Even with English content you can lose pertinence with a bad stemming, miss some documents when not performing proper elision and so on. And that’s worse if you are indexing another language; the default analyzers are not all-purpose.
When dealing with Chinese documents, everything is even more complex, even by considering only Mandarin which is the official language in China and the most spoken worldwide. Let’s dig into Chinese content tokenization and expose the best ways of doing it with Elasticsearch.
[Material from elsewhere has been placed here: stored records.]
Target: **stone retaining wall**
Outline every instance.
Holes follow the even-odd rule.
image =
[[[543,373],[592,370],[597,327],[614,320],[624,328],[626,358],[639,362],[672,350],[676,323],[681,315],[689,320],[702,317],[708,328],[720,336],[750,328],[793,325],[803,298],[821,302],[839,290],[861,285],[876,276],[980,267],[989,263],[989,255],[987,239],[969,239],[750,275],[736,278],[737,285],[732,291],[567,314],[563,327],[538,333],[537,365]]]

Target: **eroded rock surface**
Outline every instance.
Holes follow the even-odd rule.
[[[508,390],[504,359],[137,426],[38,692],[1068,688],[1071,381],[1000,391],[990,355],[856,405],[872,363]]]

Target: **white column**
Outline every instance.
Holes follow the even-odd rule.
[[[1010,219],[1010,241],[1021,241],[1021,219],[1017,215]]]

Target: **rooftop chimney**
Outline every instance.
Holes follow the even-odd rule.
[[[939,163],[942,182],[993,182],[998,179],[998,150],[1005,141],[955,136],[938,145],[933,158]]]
What is so hard about Chinese search?
Chinese characters are logograms, they represents a word or a morpheme (the smallest meaningful unit of language). Put together, their meaning can change and represent a whole new word. Another difficulty is that there is no space between words or sentences, making it very hard for a computer to know where a word starts or ends.
There are tens of thousands of Chinese characters, even if in practice, written Chinese requires a knowledge of between three and four thousand. Let’s see an example: the word “volcano” (火山) is in fact the combination of:
- 火: fire
- 山: mountainsky
Our tokenizer must be clever enough to avoid separating those two logograms, because the meaning is changed when they are not together.